Propos recueillis par Julie Clerc

Fusion de la BDAF et de la CEPAC, rachat du Crédit Maritime Mutuel par la BRED, intégration de la BFC-AG dans le réseau LCL, fusion des trois filiales de BNP en une seule banque antillo-guyanaise… Nous assistons, ces dernières années, à une recomposition du secteur bancaire antillo-guyanais. A quelle logique ces transformations répondent-elles ?

Philippe La Cognata : Ces mouvements interviennent dans le prolongement de la crise financière de 2008 et de la crise sociale de 2009. Ils suivent une double logique. Economique d’abord : les établissements cherchent à restaurer la rentabilité des activités sur des marchés très concurrentiels où la croissance est molle. Organisationnelle ensuite : les banques améliorent les services à la clientèle par une modernisation et une rationalisation des organisations et des canaux de distribution, ce qui doit aussi permettre de générer des revenus.

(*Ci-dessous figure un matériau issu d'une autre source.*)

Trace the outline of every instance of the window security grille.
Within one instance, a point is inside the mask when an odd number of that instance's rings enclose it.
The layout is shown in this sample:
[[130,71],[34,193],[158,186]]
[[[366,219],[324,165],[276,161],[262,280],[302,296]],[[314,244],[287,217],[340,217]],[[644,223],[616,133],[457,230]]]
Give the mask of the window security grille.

Le modèle bancaire des années 1980 regroupant sur un même site l’ensemble des activités commerciales et de support ne permet plus de développer des revenus. Les fonctions support, ce que l’on appelle aussi le backoffice, sont particulièrement coûteuses et doivent être mutualisées. Les établissements isolés dans chacune des géographies des Antilles-Guyane n’ont plus la taille critique pour amortir des investissements aussi importants, en particulier dans les systèmes d’information et dans la chaîne de contrôle des opérations. Ce phénomène explique aussi les mouvements de concentration. Par ailleurs, les services à la clientèle évoluent rapidement avec le développement de la digitalisation et des automates, mais aussi avec une diversification plus grande des activités (assurance, protection sociale, etc.). Cela suppose de revoir les organisations pour mieux servir une clientèle de plus en plus exigeante en conseil. Cette évolution s’observe également dans l’Hexagone et dans les autres départements d’Outre-Mer où les réseaux bancaires se réorganisent.

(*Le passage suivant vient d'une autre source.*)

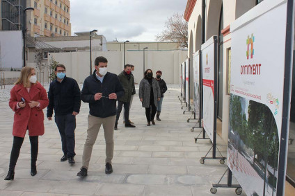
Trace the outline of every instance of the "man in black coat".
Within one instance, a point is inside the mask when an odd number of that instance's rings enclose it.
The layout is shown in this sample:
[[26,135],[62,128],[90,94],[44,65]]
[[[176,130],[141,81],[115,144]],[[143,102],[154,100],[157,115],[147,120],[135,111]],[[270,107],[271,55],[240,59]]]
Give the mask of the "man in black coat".
[[106,174],[113,172],[113,128],[115,122],[116,100],[124,95],[117,75],[108,72],[108,60],[102,56],[95,61],[95,71],[85,79],[81,98],[89,103],[88,128],[82,156],[82,167],[77,175],[87,176],[92,150],[102,125],[106,141]]
[[125,127],[135,127],[129,121],[129,114],[130,108],[130,100],[134,94],[135,94],[134,78],[131,73],[131,64],[125,64],[123,71],[118,77],[125,91],[125,95],[118,99],[117,117],[115,123],[115,130],[118,130],[118,121],[120,114],[121,114],[122,107],[124,105],[124,118]]
[[61,161],[68,159],[70,164],[75,163],[74,157],[76,129],[76,116],[80,112],[81,91],[76,80],[65,76],[65,67],[59,64],[54,68],[56,79],[50,83],[48,91],[49,104],[47,118],[51,121],[54,109],[55,122],[61,137],[63,156]]

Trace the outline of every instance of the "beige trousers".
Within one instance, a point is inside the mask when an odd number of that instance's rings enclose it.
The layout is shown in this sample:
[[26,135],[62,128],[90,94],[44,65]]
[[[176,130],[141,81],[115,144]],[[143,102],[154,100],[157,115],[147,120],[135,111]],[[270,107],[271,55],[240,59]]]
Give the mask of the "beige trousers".
[[113,128],[115,122],[115,115],[106,118],[88,115],[88,128],[87,130],[87,139],[84,144],[84,150],[83,150],[82,167],[88,168],[93,147],[102,124],[104,127],[104,139],[106,141],[106,163],[111,163],[111,159],[113,156]]

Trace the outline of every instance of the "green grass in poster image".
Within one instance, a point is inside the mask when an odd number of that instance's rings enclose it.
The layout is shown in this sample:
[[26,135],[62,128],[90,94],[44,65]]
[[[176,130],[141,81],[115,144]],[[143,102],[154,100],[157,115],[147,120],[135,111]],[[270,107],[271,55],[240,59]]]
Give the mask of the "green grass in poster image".
[[[263,195],[266,190],[276,193],[279,140],[277,125],[269,108],[231,94],[228,145],[230,150],[236,150],[236,154],[245,158],[242,164],[250,165],[264,181]],[[237,157],[232,158],[229,159]],[[255,195],[254,190],[251,192]]]

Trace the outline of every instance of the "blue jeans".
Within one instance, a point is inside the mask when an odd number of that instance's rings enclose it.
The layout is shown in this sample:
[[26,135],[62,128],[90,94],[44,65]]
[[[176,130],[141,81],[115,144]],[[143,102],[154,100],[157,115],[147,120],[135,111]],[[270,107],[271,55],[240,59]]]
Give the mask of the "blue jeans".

Michèle Papalia : Aux Antilles-Guyane, les banques locales étaient devenues trop petites. Pour acquérir un niveau de fonds propres plus important, elles ont dû s’adosser à des réseaux bancaires nationaux possédant des tailles de bilan suffisantes, comme CEPAC ou LCL. Cela démontre une forte volonté de développement de la part de ces banques qui, si elles n’avaient pas évolué, seraient restées sur de petits réseaux. Des banquiers locaux, comme la BDAF, se sont restructurés pour mener une véritable stratégie de développement.

Quelles sont, localement, les répercussions de ces mutations?

Philippe La Cognata : S’agissant de transformations des organisations et de mutualisation des moyens, ces mutations ont bien sûr eu un impact social par ajustement des effectifs des structures concernées. Mais au-delà, elles ont surtout pour effet d’améliorer et de moderniser le service à la clientèle des entreprises et des particuliers par une plus grande spécialisation des conseillers et par une large palette de services adossés aux groupes d’appartenance.

Michèle Papalia : Localement, pour les TPE et PME, cible de prédilection de Bpifrance,  ces rapprochements bancaires contribuent à faciliter un meilleur accès au financement. De fait, les banques auxquelles les entreprises s’adressent sont aujourd’hui plus fortes et mieux structurées en matière de système d’information. LCL, qui est arrivé sur le terrain antillo-guyanais avec la reprise de la BFC-AG, permet aux clients historiques de la BFC-AG de bénéficier d’un outil plus performant.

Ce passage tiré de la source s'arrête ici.